Despite stellar performance and its prominence as an "in-box" solution, Hyper-V still suffers from a couple of shortfalls. Among them:
• There is no USB support on guest operating systems. While that's fine for a lot of server-style deployments, client operating systems and other applications sometimes depend on USB utilities for usability and licensing. Solutions from VMware-Microsoft's most direct competitor --currently have this. There is currently a workaround, however, for common USB-based devices like smart cards and storage products: you can easily share these types of products with a VM through the Remote Desktop Client. Within MSTSC-this is the shorthand name for the Remote Desktop Client-navigate to the "Local Resources" tab, and under the "Local devices and resources" section, click "More" and select any device you like.

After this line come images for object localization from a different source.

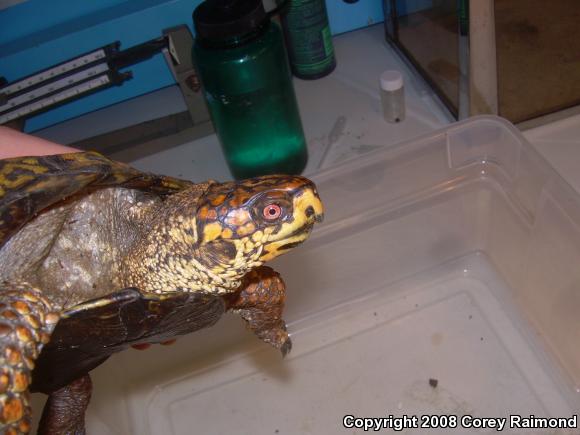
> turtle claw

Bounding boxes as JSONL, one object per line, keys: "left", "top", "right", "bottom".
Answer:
{"left": 255, "top": 325, "right": 291, "bottom": 356}
{"left": 280, "top": 337, "right": 292, "bottom": 358}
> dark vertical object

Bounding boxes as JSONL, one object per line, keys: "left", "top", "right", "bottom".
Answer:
{"left": 279, "top": 0, "right": 336, "bottom": 80}
{"left": 383, "top": 0, "right": 398, "bottom": 42}
{"left": 458, "top": 0, "right": 469, "bottom": 36}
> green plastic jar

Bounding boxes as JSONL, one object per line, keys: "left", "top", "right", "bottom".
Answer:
{"left": 192, "top": 0, "right": 308, "bottom": 179}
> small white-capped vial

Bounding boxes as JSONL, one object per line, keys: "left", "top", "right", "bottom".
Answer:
{"left": 380, "top": 70, "right": 405, "bottom": 123}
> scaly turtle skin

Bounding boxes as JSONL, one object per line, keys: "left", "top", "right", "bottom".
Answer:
{"left": 0, "top": 152, "right": 323, "bottom": 434}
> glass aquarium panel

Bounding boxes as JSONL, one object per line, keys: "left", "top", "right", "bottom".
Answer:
{"left": 396, "top": 0, "right": 460, "bottom": 115}
{"left": 495, "top": 0, "right": 580, "bottom": 123}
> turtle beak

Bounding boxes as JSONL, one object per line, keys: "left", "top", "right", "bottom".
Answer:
{"left": 305, "top": 205, "right": 324, "bottom": 224}
{"left": 303, "top": 194, "right": 324, "bottom": 225}
{"left": 313, "top": 210, "right": 324, "bottom": 223}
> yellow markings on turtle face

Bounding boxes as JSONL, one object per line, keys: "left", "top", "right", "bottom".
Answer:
{"left": 225, "top": 208, "right": 250, "bottom": 226}
{"left": 295, "top": 189, "right": 324, "bottom": 221}
{"left": 245, "top": 239, "right": 258, "bottom": 253}
{"left": 275, "top": 188, "right": 323, "bottom": 239}
{"left": 236, "top": 222, "right": 256, "bottom": 237}
{"left": 232, "top": 239, "right": 245, "bottom": 261}
{"left": 251, "top": 230, "right": 263, "bottom": 242}
{"left": 202, "top": 221, "right": 224, "bottom": 242}
{"left": 260, "top": 232, "right": 309, "bottom": 262}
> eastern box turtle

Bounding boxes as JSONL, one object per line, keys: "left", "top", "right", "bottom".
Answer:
{"left": 0, "top": 151, "right": 323, "bottom": 434}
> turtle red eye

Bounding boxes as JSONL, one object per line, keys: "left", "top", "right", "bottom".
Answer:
{"left": 263, "top": 204, "right": 282, "bottom": 220}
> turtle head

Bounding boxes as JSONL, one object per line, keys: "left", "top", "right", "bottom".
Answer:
{"left": 124, "top": 175, "right": 323, "bottom": 294}
{"left": 196, "top": 175, "right": 324, "bottom": 270}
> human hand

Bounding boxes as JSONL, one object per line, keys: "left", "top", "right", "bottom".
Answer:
{"left": 0, "top": 126, "right": 79, "bottom": 158}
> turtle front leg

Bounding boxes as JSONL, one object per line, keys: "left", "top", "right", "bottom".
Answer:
{"left": 227, "top": 266, "right": 292, "bottom": 357}
{"left": 0, "top": 283, "right": 59, "bottom": 434}
{"left": 37, "top": 374, "right": 92, "bottom": 435}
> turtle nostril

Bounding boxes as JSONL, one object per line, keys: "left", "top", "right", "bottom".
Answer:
{"left": 305, "top": 206, "right": 315, "bottom": 218}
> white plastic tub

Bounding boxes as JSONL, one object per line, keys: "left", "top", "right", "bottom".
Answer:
{"left": 32, "top": 116, "right": 580, "bottom": 434}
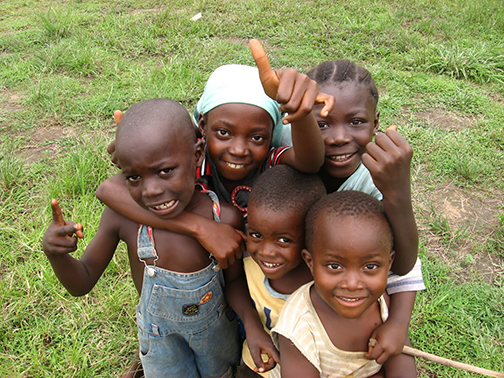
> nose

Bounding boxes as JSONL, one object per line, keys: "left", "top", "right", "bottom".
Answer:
{"left": 228, "top": 137, "right": 250, "bottom": 157}
{"left": 256, "top": 241, "right": 277, "bottom": 258}
{"left": 339, "top": 272, "right": 365, "bottom": 291}
{"left": 142, "top": 178, "right": 164, "bottom": 198}
{"left": 325, "top": 125, "right": 352, "bottom": 146}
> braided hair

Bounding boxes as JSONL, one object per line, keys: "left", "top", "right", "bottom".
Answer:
{"left": 307, "top": 60, "right": 379, "bottom": 105}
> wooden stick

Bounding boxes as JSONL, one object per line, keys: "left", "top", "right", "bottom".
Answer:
{"left": 403, "top": 345, "right": 504, "bottom": 377}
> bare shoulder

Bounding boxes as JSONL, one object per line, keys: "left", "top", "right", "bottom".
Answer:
{"left": 220, "top": 201, "right": 245, "bottom": 231}
{"left": 99, "top": 206, "right": 139, "bottom": 237}
{"left": 192, "top": 190, "right": 245, "bottom": 231}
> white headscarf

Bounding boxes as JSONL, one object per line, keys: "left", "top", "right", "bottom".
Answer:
{"left": 193, "top": 64, "right": 291, "bottom": 146}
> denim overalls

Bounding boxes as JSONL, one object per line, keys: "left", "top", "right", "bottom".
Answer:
{"left": 136, "top": 191, "right": 240, "bottom": 377}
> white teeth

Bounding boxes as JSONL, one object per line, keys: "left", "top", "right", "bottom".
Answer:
{"left": 153, "top": 200, "right": 175, "bottom": 210}
{"left": 263, "top": 261, "right": 281, "bottom": 268}
{"left": 340, "top": 297, "right": 360, "bottom": 302}
{"left": 226, "top": 162, "right": 246, "bottom": 169}
{"left": 330, "top": 154, "right": 353, "bottom": 162}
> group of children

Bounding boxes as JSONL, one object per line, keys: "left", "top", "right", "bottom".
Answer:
{"left": 42, "top": 40, "right": 424, "bottom": 377}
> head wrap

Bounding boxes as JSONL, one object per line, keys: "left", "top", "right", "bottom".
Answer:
{"left": 193, "top": 64, "right": 290, "bottom": 146}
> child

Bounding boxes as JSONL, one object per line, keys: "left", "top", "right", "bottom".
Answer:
{"left": 238, "top": 165, "right": 326, "bottom": 377}
{"left": 270, "top": 190, "right": 416, "bottom": 378}
{"left": 42, "top": 98, "right": 270, "bottom": 378}
{"left": 307, "top": 60, "right": 425, "bottom": 364}
{"left": 96, "top": 40, "right": 332, "bottom": 225}
{"left": 94, "top": 41, "right": 334, "bottom": 375}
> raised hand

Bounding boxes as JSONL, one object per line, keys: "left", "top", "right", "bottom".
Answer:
{"left": 361, "top": 125, "right": 412, "bottom": 197}
{"left": 42, "top": 199, "right": 84, "bottom": 256}
{"left": 249, "top": 39, "right": 334, "bottom": 124}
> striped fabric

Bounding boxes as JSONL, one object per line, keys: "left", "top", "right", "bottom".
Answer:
{"left": 270, "top": 283, "right": 385, "bottom": 378}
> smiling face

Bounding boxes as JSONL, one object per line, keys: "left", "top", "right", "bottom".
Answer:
{"left": 199, "top": 103, "right": 273, "bottom": 189}
{"left": 247, "top": 204, "right": 305, "bottom": 281}
{"left": 303, "top": 214, "right": 393, "bottom": 319}
{"left": 117, "top": 123, "right": 203, "bottom": 220}
{"left": 313, "top": 82, "right": 379, "bottom": 186}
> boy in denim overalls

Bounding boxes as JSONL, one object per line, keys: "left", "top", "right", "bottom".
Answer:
{"left": 43, "top": 98, "right": 266, "bottom": 377}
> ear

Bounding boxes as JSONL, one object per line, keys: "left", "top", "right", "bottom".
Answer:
{"left": 373, "top": 110, "right": 380, "bottom": 135}
{"left": 197, "top": 112, "right": 206, "bottom": 137}
{"left": 194, "top": 138, "right": 205, "bottom": 167}
{"left": 388, "top": 249, "right": 395, "bottom": 271}
{"left": 302, "top": 249, "right": 314, "bottom": 276}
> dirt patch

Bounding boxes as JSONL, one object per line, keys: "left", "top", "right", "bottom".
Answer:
{"left": 413, "top": 110, "right": 480, "bottom": 131}
{"left": 18, "top": 126, "right": 78, "bottom": 164}
{"left": 414, "top": 182, "right": 503, "bottom": 283}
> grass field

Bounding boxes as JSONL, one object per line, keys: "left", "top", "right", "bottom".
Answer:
{"left": 1, "top": 0, "right": 503, "bottom": 377}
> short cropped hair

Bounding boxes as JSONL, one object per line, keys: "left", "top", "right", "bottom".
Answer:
{"left": 249, "top": 165, "right": 326, "bottom": 217}
{"left": 305, "top": 190, "right": 393, "bottom": 251}
{"left": 117, "top": 98, "right": 197, "bottom": 143}
{"left": 307, "top": 60, "right": 379, "bottom": 105}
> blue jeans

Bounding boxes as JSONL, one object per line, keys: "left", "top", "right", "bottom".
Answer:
{"left": 136, "top": 225, "right": 240, "bottom": 378}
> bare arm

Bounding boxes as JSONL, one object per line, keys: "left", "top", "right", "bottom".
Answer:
{"left": 42, "top": 200, "right": 120, "bottom": 296}
{"left": 250, "top": 39, "right": 331, "bottom": 173}
{"left": 365, "top": 291, "right": 416, "bottom": 364}
{"left": 95, "top": 174, "right": 246, "bottom": 269}
{"left": 224, "top": 263, "right": 280, "bottom": 373}
{"left": 276, "top": 334, "right": 320, "bottom": 378}
{"left": 220, "top": 204, "right": 280, "bottom": 373}
{"left": 362, "top": 127, "right": 418, "bottom": 274}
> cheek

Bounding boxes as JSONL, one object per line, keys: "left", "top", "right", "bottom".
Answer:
{"left": 205, "top": 137, "right": 223, "bottom": 156}
{"left": 251, "top": 145, "right": 270, "bottom": 163}
{"left": 127, "top": 186, "right": 143, "bottom": 205}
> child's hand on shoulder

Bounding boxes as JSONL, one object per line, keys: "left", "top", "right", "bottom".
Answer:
{"left": 250, "top": 39, "right": 334, "bottom": 125}
{"left": 362, "top": 125, "right": 413, "bottom": 198}
{"left": 197, "top": 221, "right": 247, "bottom": 270}
{"left": 43, "top": 199, "right": 84, "bottom": 256}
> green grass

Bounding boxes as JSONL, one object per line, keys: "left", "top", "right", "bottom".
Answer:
{"left": 1, "top": 0, "right": 503, "bottom": 376}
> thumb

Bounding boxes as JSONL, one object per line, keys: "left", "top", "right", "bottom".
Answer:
{"left": 113, "top": 110, "right": 123, "bottom": 125}
{"left": 74, "top": 223, "right": 84, "bottom": 239}
{"left": 250, "top": 39, "right": 280, "bottom": 100}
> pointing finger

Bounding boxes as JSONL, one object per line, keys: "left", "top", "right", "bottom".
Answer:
{"left": 250, "top": 39, "right": 280, "bottom": 99}
{"left": 51, "top": 199, "right": 65, "bottom": 226}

• The VMware VMotion live migration component, where administrators have the ability to completely move virtual machines and their associated storage and networking components to another physical host with no downtime, has no parallel on the Hyper-V side. This means there is still some end-user impact when a machine hosting Hyper-V goes down. If uptime is absolutely, non-negotiably mission critical, Hyper-V isn't yet there. And it's unclear at this point if and when this feature might be added to Hyper-V.
• You cannot add resources on the fly, a feature known as hot-add.
Hyper-V won't kill VMware or any other competitor right out of the gate. In my opinion, it's not yet ready for the "five-nines" deployment yet because of the lack of zero-downtime migration and no ability to hot-add resources.
However, on balance, it's a fantastic solution where the price is right, and for modest to important business needs, it is an excellent fit because of its solid performance and ease of deployment.